- Born: 1421 Đồng Phang village, An Định district, Thanh Hoa prefect, Vietnam
- Died: 16 January 1496 (aged 74–75) Đồng Phang village, An Định district, Thanh Hoa prefect, Vietnam
- Spouse: Lê Thái Tông
- Issue: Lê Thị Ngọc Tú Lê Hạo

Posthumous name
- Quang Thục Trinh Huệ Khiêm Tiết Hòa Xung Nhân Thánh hoàng thái hậu (光淑貞惠謙節和沖仁聖皇太后)
- Father: Ngô Từ
- Mother: Đinh Thị Ngọc Kế

= Ngô Thị Ngọc Dao =

Ngô Thị Ngọc Dao (吳氏玉瑤, 1421 - 1496) posthumous name Quang-thục Trinh-huệ Khiêm-tiết Hòa-xung Nhơn-thánh Dowager Empress (光淑禎惠謙節和沖仁聖皇太后), was a queen consort of Later Lê dynasty and mother of the Vietnamese emperor Lê Thánh Tông.

==Biography==
Consort Ngô Thị Bính was born in 1421 at Đồng Phang village, An Định district, Thanh Hoa prefect. She was a daughter of a countryside teacher (吳生徒) and his first wife Đinh Thị Ngọc Kế. Her mother was born at Phúc Lộc village, Thụy Nguyên district, Thanh Hoa prefecture; she had been suicidal and the court gifted four gold scripts "Tiết-liệt phong-cao" (節烈風高). Lady Ngô Thị Bính has a younger brother who has no name in historical documents.

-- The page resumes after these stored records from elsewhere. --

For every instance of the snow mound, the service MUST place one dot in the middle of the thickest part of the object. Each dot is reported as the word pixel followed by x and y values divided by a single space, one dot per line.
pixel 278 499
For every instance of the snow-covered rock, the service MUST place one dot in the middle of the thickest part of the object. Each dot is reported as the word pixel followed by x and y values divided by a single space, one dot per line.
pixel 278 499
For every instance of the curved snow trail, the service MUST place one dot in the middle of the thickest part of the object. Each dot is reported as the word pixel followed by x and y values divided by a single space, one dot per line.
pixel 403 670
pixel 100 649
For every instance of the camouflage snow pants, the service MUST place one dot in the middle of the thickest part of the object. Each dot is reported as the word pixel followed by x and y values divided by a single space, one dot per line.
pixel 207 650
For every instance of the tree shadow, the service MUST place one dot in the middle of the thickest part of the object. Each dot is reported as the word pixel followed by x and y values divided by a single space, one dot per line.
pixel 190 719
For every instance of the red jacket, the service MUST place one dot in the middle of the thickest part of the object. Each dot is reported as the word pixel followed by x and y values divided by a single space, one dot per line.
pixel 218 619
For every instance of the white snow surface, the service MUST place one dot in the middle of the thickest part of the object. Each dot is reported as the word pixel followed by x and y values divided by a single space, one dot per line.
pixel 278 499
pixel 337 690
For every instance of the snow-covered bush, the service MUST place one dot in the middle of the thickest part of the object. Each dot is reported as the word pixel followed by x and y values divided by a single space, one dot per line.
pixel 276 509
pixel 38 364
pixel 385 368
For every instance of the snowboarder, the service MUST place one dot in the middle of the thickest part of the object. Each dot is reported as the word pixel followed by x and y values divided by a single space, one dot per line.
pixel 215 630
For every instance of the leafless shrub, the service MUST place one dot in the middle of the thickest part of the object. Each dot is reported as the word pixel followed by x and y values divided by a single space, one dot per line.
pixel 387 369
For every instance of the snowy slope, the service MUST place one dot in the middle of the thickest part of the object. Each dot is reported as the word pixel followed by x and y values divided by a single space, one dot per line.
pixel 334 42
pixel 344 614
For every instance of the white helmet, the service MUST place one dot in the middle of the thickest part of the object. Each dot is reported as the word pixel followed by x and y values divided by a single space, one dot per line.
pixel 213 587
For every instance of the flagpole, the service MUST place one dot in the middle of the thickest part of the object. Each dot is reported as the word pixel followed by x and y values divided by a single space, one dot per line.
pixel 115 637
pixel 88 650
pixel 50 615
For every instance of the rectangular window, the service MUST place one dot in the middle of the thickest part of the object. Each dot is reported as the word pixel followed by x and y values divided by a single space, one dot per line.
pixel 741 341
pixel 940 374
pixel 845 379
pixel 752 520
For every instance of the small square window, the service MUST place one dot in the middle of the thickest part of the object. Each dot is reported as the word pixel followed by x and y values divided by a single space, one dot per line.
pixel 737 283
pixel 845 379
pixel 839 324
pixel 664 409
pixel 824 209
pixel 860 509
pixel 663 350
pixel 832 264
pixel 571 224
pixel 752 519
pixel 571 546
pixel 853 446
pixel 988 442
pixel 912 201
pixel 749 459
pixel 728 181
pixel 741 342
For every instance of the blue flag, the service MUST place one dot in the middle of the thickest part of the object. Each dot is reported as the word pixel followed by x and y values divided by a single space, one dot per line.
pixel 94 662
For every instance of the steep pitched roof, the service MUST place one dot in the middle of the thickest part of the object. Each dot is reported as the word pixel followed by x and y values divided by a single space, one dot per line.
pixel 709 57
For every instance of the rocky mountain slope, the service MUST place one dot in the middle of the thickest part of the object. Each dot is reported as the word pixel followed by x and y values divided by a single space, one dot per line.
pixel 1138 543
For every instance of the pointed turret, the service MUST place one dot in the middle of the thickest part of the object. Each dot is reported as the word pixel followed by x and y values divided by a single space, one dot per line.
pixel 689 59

She met Lê Thái Tông on 16 July 1434 at Đồng Phang pagoda when he was incognito. She entered Lê dynasty's palace about 1435 and born prince Lê Hạo on 20 July 1442 at Dục Khánh pagoda.

==Family==
- Duke Ngô Kinh (興國公 吳京, ? - ?): interior grandfather, so servant of Lê Khoáng.
- Dowager Đinh Thị Mại (興國夫人 丁氏賣, ? - ?): interior grandmother.
- Dowager Trần Thị Ngọc Huy (陳氏玉徽, ? - ?): exterior grandmother, so descendant of Trần dynasty's prince Trần Nhật Duật.
- Duke Ngô Từ (懿國公 吳徐, 1370–1453): older uncle and foster father, so servant of Lê Thái Tổ who was a son of Lê Khoáng.
- Dowager Đinh Thị Ngọc Kế (懿國太夫人 丁氏玉繼, ? - ?): mother.
- Consort Ngô Thị Ngọc Xuân (吳氏玉春, ? - ?): older sister, so Lê Thái Tổ's concubine.
- Duke Ngô Khế (清國公 吳契, 1426–1514): younger brother.
- Prince Lê Nguyên Long (黎元龍, 1423–1442): husband, so emperor Lê Thái Tông.
- Grand Princess Lê Thị Ngọc Tú (安國長公主 黎氏玉繡, ? - ?): daughter.
- Prince Lê Hạo (黎灝, 1442–1497): son, then became emperor Lê Thánh Tông.